K: that is a great thought

G: exactly

O: especially like, with the honesty in hip-hop right now, everybody is just telling it like it is and I think that, it's rare, it's beautiful

03:15

G: I have to second on what she is saying, like, that it's the coolest thing about hip-hop, it's like just being able to write shit and do shit that, you feeling explains who you are, you know what I mean? And people are enjoying that and vibing out with it, it's super tight

K: cool, okay, I saw your hip-hop Kemp the other time and I was like, okay, crazy show you and Organised Threat on the show and Yella Brother was with you as well, I was like, okay, you literally just just burnt the stage down, then I'm on my way to RA the Rugged Man, I was like yeah, waiting for the show

03:50

K: and then I see you guys on the stage as well, I was like, what is happening? Like, how did you make to be on the stage with the guy and how does that feel? I mean he is a great artist, I mean crazy, but great

Clip 2

00:01

G: I mean shout out to R A the Rugged Man, he's become a really good friend, what's it called, no, it was cool, I mean, we're, we, like, we hit it off and we were chopping it with RA, Yella Brother knew who RA was and at that time RA broke his ankle, so he was

K: yeah, I saw him on the wheelchair

G: yeah, he was rapping on a wheelchair and he was like yo, I need someone to back me up, y'all down to back me up?
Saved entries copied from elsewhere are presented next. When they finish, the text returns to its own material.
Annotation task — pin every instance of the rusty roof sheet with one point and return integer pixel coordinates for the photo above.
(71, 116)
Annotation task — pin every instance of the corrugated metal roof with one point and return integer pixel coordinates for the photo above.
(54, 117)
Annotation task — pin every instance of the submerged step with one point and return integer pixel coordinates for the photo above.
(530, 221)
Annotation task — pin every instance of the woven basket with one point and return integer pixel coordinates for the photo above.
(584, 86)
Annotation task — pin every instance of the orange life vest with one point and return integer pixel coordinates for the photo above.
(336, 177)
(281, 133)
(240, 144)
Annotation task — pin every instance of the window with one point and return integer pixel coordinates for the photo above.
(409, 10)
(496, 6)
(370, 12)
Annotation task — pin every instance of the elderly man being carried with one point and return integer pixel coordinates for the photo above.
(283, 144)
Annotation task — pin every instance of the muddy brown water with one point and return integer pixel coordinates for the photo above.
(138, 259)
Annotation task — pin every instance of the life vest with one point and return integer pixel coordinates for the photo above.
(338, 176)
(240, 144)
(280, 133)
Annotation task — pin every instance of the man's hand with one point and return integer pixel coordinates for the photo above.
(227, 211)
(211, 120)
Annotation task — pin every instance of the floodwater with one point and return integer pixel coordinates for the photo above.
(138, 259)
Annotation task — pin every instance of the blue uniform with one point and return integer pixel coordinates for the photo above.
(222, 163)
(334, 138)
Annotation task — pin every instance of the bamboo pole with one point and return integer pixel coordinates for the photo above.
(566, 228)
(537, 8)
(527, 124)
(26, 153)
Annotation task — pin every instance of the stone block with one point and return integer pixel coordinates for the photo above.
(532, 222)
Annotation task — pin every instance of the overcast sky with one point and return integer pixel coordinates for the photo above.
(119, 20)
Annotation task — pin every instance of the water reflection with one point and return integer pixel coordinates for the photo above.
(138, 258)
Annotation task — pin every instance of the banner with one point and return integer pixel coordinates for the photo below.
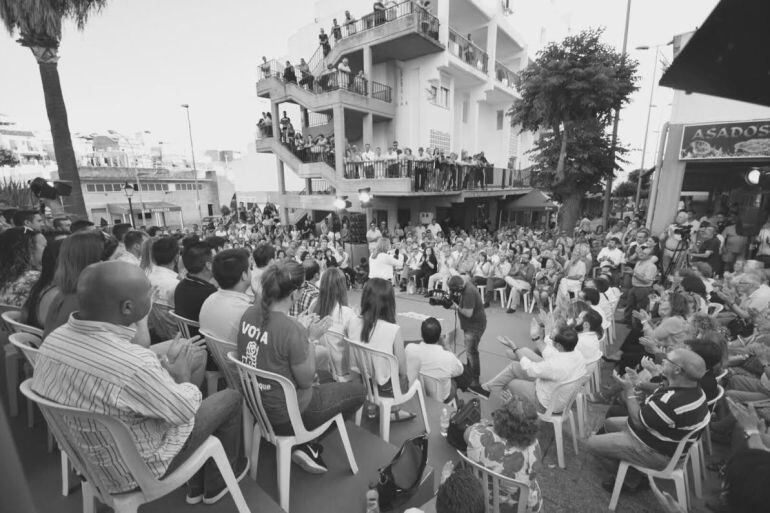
(742, 140)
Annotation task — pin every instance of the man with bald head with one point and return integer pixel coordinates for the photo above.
(90, 363)
(649, 436)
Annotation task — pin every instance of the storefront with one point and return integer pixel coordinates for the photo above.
(705, 167)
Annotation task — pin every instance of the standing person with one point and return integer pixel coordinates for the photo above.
(91, 363)
(271, 340)
(473, 321)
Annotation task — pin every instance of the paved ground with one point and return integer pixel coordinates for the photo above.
(578, 487)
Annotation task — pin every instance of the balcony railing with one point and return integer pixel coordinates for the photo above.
(429, 26)
(329, 80)
(429, 176)
(467, 51)
(505, 75)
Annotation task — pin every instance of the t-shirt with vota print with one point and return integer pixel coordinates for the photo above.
(282, 344)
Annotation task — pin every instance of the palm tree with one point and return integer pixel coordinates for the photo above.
(38, 24)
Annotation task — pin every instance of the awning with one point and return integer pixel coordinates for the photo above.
(729, 56)
(119, 209)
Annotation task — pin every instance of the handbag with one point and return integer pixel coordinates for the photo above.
(467, 415)
(400, 478)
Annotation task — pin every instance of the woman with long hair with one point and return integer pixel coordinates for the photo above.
(43, 291)
(333, 303)
(272, 341)
(381, 263)
(21, 251)
(377, 327)
(510, 436)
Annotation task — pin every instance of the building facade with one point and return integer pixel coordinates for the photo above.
(706, 151)
(440, 77)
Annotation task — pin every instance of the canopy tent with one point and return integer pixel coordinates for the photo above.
(729, 56)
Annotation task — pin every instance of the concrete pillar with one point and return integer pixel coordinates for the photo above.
(339, 139)
(442, 13)
(281, 176)
(667, 184)
(492, 50)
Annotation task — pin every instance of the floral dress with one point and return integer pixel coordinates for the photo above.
(498, 455)
(16, 293)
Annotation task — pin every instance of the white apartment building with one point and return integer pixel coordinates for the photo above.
(439, 77)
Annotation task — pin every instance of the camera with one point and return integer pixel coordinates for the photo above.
(443, 298)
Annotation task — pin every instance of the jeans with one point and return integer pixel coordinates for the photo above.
(619, 444)
(329, 398)
(472, 341)
(220, 415)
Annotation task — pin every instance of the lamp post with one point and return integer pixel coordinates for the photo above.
(186, 107)
(647, 125)
(128, 190)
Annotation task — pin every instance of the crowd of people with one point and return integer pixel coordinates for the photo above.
(103, 298)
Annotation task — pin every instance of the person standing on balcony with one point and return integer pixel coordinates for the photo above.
(323, 40)
(288, 74)
(343, 69)
(336, 30)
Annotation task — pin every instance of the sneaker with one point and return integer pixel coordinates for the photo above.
(308, 456)
(240, 470)
(478, 390)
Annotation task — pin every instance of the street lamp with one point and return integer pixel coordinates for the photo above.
(186, 107)
(128, 190)
(647, 125)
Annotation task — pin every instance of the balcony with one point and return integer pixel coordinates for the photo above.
(466, 51)
(401, 32)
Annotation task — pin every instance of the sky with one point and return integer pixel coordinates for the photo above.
(137, 61)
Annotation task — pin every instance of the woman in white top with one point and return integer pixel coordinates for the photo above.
(377, 328)
(381, 264)
(333, 302)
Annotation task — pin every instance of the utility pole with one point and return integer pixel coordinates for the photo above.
(615, 121)
(186, 107)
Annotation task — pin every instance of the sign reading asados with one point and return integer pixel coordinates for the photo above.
(745, 139)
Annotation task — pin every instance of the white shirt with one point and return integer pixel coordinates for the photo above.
(163, 281)
(382, 266)
(433, 361)
(221, 313)
(556, 368)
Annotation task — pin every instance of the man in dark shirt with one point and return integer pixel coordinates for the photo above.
(473, 321)
(649, 435)
(708, 250)
(193, 290)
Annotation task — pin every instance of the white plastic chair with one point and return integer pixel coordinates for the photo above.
(365, 358)
(184, 325)
(492, 483)
(250, 381)
(63, 421)
(676, 470)
(12, 318)
(557, 419)
(28, 344)
(219, 349)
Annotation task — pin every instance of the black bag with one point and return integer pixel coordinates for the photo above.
(400, 479)
(468, 414)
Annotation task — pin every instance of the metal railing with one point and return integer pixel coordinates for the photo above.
(430, 176)
(330, 80)
(505, 75)
(467, 51)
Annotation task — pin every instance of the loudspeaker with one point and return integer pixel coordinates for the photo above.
(750, 221)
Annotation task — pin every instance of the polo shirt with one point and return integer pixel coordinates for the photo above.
(221, 313)
(669, 415)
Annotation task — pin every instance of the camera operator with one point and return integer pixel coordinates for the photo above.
(473, 321)
(676, 236)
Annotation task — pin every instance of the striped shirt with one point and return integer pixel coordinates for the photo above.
(669, 415)
(94, 366)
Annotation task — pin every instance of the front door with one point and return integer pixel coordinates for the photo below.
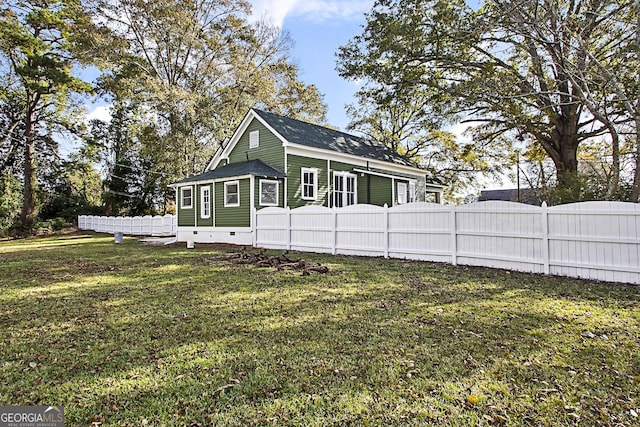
(344, 189)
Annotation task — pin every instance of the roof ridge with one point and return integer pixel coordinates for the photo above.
(320, 126)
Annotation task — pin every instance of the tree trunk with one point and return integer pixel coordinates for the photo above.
(635, 189)
(30, 182)
(564, 153)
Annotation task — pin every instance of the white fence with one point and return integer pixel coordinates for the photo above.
(593, 240)
(137, 225)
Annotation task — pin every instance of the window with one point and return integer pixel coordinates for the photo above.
(268, 193)
(186, 194)
(254, 139)
(309, 184)
(344, 189)
(402, 193)
(231, 194)
(205, 202)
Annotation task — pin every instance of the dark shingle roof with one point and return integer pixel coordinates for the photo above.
(310, 135)
(252, 167)
(527, 195)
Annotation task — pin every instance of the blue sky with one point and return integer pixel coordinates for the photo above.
(318, 28)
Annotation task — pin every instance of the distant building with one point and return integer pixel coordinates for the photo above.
(527, 195)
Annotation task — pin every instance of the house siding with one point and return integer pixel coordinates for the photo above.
(380, 191)
(205, 222)
(237, 216)
(186, 217)
(294, 181)
(270, 149)
(361, 181)
(257, 192)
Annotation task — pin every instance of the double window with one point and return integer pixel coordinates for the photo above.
(412, 192)
(231, 194)
(254, 139)
(186, 194)
(268, 193)
(309, 183)
(205, 202)
(344, 189)
(402, 193)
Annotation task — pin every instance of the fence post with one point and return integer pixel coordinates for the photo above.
(454, 236)
(545, 238)
(386, 230)
(288, 228)
(334, 214)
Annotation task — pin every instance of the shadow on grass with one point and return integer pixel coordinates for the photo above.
(166, 335)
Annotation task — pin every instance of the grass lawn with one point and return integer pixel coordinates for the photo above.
(137, 335)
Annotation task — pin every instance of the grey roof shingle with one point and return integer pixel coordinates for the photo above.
(252, 167)
(527, 195)
(310, 135)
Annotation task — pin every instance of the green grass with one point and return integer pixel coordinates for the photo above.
(138, 335)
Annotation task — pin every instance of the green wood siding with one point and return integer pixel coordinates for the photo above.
(204, 222)
(380, 190)
(362, 188)
(294, 181)
(270, 149)
(237, 216)
(257, 192)
(186, 217)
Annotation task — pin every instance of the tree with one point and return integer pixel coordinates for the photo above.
(38, 40)
(502, 65)
(194, 67)
(404, 120)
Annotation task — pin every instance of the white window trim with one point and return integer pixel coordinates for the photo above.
(254, 139)
(182, 205)
(314, 171)
(412, 192)
(344, 190)
(269, 181)
(405, 193)
(228, 184)
(203, 214)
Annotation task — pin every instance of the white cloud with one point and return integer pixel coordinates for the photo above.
(102, 112)
(274, 10)
(324, 10)
(314, 10)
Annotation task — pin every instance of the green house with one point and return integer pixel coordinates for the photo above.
(273, 160)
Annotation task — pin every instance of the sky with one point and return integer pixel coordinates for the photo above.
(317, 28)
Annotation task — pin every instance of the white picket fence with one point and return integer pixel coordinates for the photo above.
(593, 240)
(166, 225)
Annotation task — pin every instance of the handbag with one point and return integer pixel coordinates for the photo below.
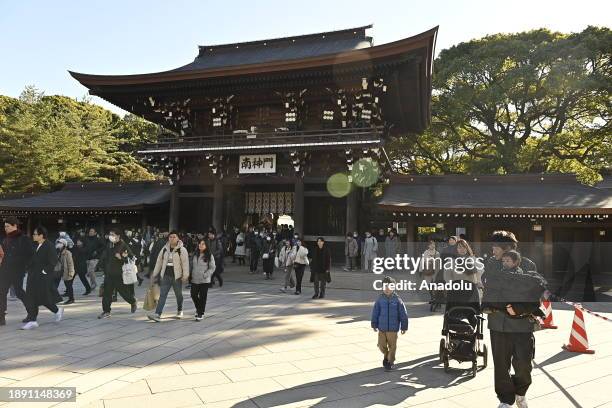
(150, 302)
(130, 272)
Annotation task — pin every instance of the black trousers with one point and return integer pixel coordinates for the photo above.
(299, 275)
(82, 273)
(115, 283)
(217, 275)
(254, 260)
(516, 350)
(40, 292)
(69, 288)
(319, 284)
(16, 281)
(199, 293)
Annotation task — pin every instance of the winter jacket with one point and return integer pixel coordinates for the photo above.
(389, 314)
(321, 261)
(67, 265)
(201, 271)
(269, 247)
(240, 245)
(180, 262)
(40, 288)
(521, 287)
(285, 257)
(370, 248)
(351, 247)
(94, 246)
(300, 255)
(156, 248)
(392, 246)
(79, 256)
(214, 246)
(17, 253)
(110, 263)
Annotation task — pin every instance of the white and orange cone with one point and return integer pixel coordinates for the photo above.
(548, 321)
(579, 342)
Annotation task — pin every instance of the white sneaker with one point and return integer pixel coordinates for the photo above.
(30, 326)
(59, 314)
(154, 316)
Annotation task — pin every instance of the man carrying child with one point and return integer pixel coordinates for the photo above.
(512, 291)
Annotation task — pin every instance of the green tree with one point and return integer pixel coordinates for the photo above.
(536, 101)
(46, 141)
And we were like alright and that's literally how it happened and then we went into a car and practiced the song for 20 minutes and he said alright we are up and I was like holy shit, okay, we are doing this

K: it was great show though

G: thank you

00:32

K: I mean, the vibe and all that plus you know, just him being on the stage it makes you feel like, you don't know what's gonna to happen the next minute, at least you know the songs, you know, show is like a different world especially with that guy

G: she did throw a few sticks in the crowd, so it's crazy

K: yeah, and I've got a question for you as well, cause I know that you have background with like jazz music and blues music in your family, so you sing as well, which is kind of, well a rare thing for an MC to do, so how did hip-hop came about then?

01:05

O: oh man, that's a great question, you did your research

K: I did yeah

O: You're killing the game, you know, growing up obviously my dad was a blues musician, so I grew up on the side of stages and you know, I think that blues and hip-hop are a lot alike, you know, it gives you really a space to talk about hardships and struggles and experiences, so when I was a teenager, or preteen, like 12-13 years old, you know, I needed an outlet that was more relevant to me, you know, and on the schoolyard everybody was freestyle battling each other and stuff like this, so I went from writing poems and songs on my guitar to being like, I think I want to step in the ring and, you know, in the year of 8th grade, like 12 years old, I just made the switch, I just put down my guitar and I said I'm going to step into the ring and start battling

01:58

O: only recently have I really started to dig deeper into the singing and stuff like that, because I really took like 10 years away from singing and, my girlfriend actually back home, she is a beautiful singer, she vocally produced my whole last album, she has actually been encouraging me to sing a bit more and stuff like that, I feel way more comfortable rapping, but the music I listen to the most is like R&B, you know and base and oldies and jazz, like, I just want to vibe out, like really heavy, so, she's like if you love it so much just start writing it

02:31

O: and so I have, it's really cool, it's the sensitive side

K: second confirmation, yeah, because, I mean, you must feel that it is a bit different when there is a girl on the stage and when there is a guy in the stage, obviously like, we know, how it is, like hip-hop, like it doesn't matter, like your age, race, nothing really, but I guess it might be so, do you get a sort of like a different vibration from people, like, do people feel like, uhm I'm not really sure how is that going to go?